Entre as medidas consideradas prioritárias pela candidatura está o combate à violência de género. Nesse âmbito, são defendidas propostas como o “afastamento imediato do agressor, com vigilância eletrónica obrigatória em situações de risco elevado”, a criação de “um mecanismo nacional de acompanhamento pós-denúncia” e o reforço do financiamento das casas de abrigo, bem como soluções habitacionais transitórias para vítimas.

No plano da prevenção e educação, a candidatura propõe a consolidação da educação para a cidadania em todos os ciclos de ensino, programas estruturados de prevenção da violência no namoro nas escolas e uma estratégia nacional de combate à ciberviolência e ao discurso de ódio. Entre as propostas surge ainda a criação de parcerias com federações desportivas para promover a igualdade no desporto juvenil e a implementação do programa “Democracia em Rede”, dirigido à capacitação de jovens mulheres em liderança cívica.

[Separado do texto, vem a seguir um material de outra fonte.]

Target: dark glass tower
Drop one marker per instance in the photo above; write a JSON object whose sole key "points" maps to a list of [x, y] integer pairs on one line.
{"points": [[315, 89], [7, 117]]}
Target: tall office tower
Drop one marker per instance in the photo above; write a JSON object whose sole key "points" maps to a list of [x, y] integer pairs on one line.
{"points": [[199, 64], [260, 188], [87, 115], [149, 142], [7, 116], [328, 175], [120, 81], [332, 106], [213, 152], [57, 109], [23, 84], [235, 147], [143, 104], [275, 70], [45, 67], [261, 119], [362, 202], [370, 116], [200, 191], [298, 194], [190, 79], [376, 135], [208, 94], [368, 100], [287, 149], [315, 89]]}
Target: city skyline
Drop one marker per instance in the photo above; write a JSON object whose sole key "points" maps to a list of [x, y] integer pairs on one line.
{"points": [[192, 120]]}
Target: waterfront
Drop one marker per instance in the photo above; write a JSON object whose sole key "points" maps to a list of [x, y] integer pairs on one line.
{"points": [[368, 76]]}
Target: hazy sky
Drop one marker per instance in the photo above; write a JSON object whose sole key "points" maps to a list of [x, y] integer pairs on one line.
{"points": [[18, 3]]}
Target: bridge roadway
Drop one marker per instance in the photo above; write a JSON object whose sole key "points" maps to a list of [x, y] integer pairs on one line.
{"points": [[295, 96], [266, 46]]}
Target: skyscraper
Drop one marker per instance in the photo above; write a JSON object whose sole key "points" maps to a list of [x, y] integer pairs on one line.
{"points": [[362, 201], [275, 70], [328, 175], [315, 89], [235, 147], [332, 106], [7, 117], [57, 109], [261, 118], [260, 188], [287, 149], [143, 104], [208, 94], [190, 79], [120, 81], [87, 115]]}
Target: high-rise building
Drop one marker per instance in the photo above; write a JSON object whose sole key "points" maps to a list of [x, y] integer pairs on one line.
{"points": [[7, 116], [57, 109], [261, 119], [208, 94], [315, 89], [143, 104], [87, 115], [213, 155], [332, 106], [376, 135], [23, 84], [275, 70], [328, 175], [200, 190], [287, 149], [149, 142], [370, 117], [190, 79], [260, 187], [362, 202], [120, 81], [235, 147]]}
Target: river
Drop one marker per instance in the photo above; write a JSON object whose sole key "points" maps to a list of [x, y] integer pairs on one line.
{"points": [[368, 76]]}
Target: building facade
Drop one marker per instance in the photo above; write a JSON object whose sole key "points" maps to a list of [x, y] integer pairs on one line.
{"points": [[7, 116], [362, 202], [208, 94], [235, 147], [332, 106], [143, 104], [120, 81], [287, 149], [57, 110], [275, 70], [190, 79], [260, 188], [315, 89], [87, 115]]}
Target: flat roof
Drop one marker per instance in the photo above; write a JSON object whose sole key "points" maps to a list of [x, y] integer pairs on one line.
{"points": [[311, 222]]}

A agenda inclui também medidas relacionadas com igualdade no trabalho e proteção social. Entre elas estão auditorias salariais obrigatórias em médias e grandes empresas, penalizações por incumprimento da igualdade salarial, incentivos fiscais às empresas que cumpram essas regras e medidas de valorização do trabalho informal de cuidado. A candidatura defende ainda a cobertura universal da rede pública de creches, horários flexíveis com evolução para a semana de quatro dias e licenças parentais partilhadas de forma equilibrada.

No campo das políticas sociais, são apontadas propostas como a promoção da acessibilidade universal nos serviços públicos, a criação de um plano específico de apoio a mulheres com deficiência, estratégias locais de integração para mulheres migrantes e medidas de habitação que beneficiem mulheres em situação de vulnerabilidade e famílias monoparentais. A candidatura propõe também garantir o acesso à saúde sexual e reprodutiva e à saúde mental, bem como implementar programas locais de combate à pobreza feminina.

Entre as propostas de natureza política e institucional está a revisão da Lei da Paridade, com a obrigatoriedade de alternância de género nos dois primeiros lugares das listas às eleições. A candidatura defende ainda o cumprimento do limiar de paridade de 40% em órgãos diretivos de associações de autarcas e do setor associativo, o reforço das estruturas concelhias das Mulheres Socialistas e a criação de uma rede nacional de mentoria entre mulheres eleitas e jovens militantes socialistas.